Top K Heavy Hitters

Design Top K Heavy Hitters #

Problem Statement #

The system identifies and returns the top K most frequent items (heavy hitters) in a continuous stream of data within a specified time interval. It must process high-volume streams in real-time, supporting applications like trending services, analytics, or DDoS detection on platforms handling billions of events daily.

Requirements #

Functional Requirements #

Identify and retrieve the top K most frequent items (e.g., top 10 viewed videos) for a given time window (e.g., last 5 minutes, 1 hour).
Support configurable time intervals and values of K.
Process streaming data continuously without assuming bounded data size.
Provide both approximate (fast) and exact (slow) results based on query needs.

Non-Functional Requirements #

High scalability to handle millions of events per second.
Availability with fault tolerance to hardware failures.
Low-latency retrieval (tens of milliseconds for approximate results, seconds for exact).
High accuracy for exact results; acceptable approximation for fast results.

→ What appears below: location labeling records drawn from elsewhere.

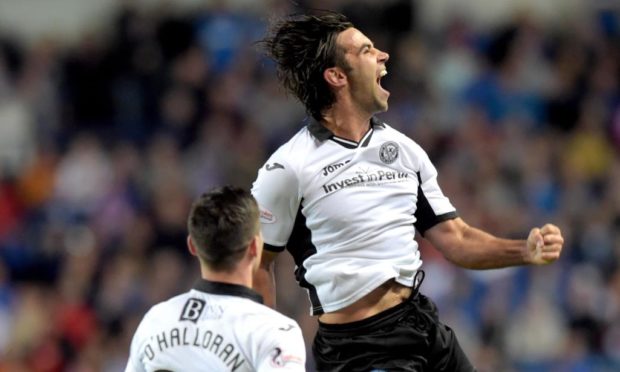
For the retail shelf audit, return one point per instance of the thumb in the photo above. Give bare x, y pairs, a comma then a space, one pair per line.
536, 237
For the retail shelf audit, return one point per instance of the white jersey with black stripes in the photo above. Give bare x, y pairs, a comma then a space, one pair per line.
348, 211
216, 327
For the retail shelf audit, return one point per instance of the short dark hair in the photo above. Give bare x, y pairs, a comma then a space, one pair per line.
221, 224
303, 46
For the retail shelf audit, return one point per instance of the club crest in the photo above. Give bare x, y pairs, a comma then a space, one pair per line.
388, 152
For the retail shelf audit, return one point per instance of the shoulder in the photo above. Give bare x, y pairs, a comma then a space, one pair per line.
405, 145
294, 151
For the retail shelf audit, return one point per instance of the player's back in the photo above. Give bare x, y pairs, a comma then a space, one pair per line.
216, 327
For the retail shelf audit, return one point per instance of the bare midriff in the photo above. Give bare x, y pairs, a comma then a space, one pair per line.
387, 295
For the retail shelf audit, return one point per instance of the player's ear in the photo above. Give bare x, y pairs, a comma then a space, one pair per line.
191, 247
335, 76
253, 247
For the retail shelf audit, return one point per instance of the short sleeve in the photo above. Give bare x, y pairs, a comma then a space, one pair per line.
276, 191
133, 363
432, 205
284, 349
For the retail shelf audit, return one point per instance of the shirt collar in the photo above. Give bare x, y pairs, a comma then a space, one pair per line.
320, 132
228, 289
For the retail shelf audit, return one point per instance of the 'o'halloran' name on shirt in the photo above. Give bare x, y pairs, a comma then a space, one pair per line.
194, 337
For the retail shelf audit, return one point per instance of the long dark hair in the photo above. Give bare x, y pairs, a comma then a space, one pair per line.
303, 46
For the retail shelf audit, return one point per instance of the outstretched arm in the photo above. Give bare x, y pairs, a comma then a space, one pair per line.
473, 248
264, 278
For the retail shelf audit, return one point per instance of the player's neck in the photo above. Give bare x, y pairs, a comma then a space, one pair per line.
346, 122
237, 276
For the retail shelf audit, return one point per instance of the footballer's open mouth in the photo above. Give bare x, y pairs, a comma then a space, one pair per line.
382, 73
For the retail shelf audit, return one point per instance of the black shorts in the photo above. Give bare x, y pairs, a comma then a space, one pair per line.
407, 337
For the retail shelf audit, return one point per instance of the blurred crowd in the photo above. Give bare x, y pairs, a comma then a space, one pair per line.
104, 144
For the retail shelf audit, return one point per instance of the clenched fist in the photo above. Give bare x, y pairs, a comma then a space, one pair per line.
544, 245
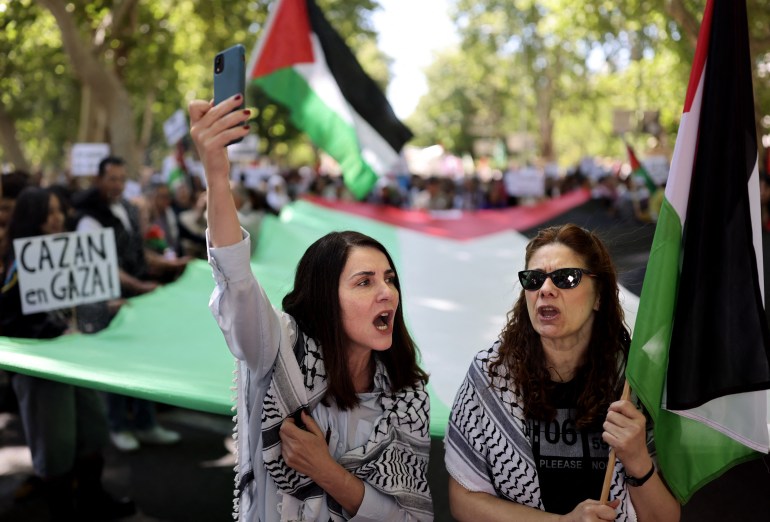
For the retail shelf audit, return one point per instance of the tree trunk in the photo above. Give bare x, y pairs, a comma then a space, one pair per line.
9, 142
106, 90
93, 118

Key Constraints & Assumptions #

Scale assumptions: 10 billion events/day, peak throughput of 500k events/sec; support K up to 1000 and time windows from 1 minute to 24 hours. ^[Assumption: Reasonable scale for major platforms like YouTube.]
SLA: 99.9% availability, p99 latency <100ms for fast queries.
Data size: Items IDs fit in 64-bit integers or short strings; no item metadata storage required.
Time precision: Granular timestamps for events; system clocks synchronized via NTP.
Accuracy tolerance: Fast path allows ~5% overestimation error; slow path requires exact counts. ^[Assumption: Based on practical frequencies in count-min sketch.]

High-Level Design #

The system uses a Lambda architecture with fast and slow processing paths, coupled with message queues and distributed storage. Key components include:

API Gateway: Entry point for event ingestion and queries.
Load Balancer & Processors: Distribute events to processors for aggregation.
Distributed Messaging (Kafka): Handles high-volume event streams.
Fast Path Processors: Use Count-Min Sketch for approximate real-time results.
Slow Path Processors & MapReduce: Batch processing for exact results over longer windows.
Storage Layer: Distributed file system (e.g., HDFS) and cache for quick access.
Query Service: Merges results from fast/slow paths for final delivery.

graph TD
    A[User Events] --> B[API Gateway]
    B --> C[Load Balancer]
    C --> D[Event Processors]
    D --> E[Kafka Topics]
    E --> F[Fast Path: Count-Min Sketch]
    F --> G[Cache/Filter Results]
    E --> H[Slow Path: Data Partitioner]
    H --> I[Partition Processors]
    I --> J[HDFS Storage]
    J --> K[MapReduce Jobs]
    K --> L[Exact Top K]
    M[Query Requests] --> B
    B --> N[Query Service]
    G --> N
    L --> N
    N --> O[Top K Response]

^[Mermaid diagram illustrating the flow from event ingestion to query response.]

Data Model #

Event Schema: {item_id: string/int, timestamp: epoch_ms, event_type: string} (e.g., video_id or search_term).
Count Storage: In fast path, in-memory Count-Min Sketch (2D array: width ~10k, height ~10, storing estimated counts).
Persistent Storage: Key-value store (e.g., HDFS or S3) with partitioned files: partitions by time window, each containing {item_id, exact_count} maps.
Query Index: Cached Top-K lists per time window, updated periodically.

API Design #

Core endpoints exposed via RESTful API:

POST /events - Ingest events (batch support). Request: [{item_id, timestamp, event_type}]. Response: 202 Accepted.
GET /topk?k=10&window=5m - Retrieve top K items. Query params: k (int), window (e.g., “5m”, “1h”). Response: [{"item_id": "vid123", "count": 1000}, ...] with timestamp and approximation flag.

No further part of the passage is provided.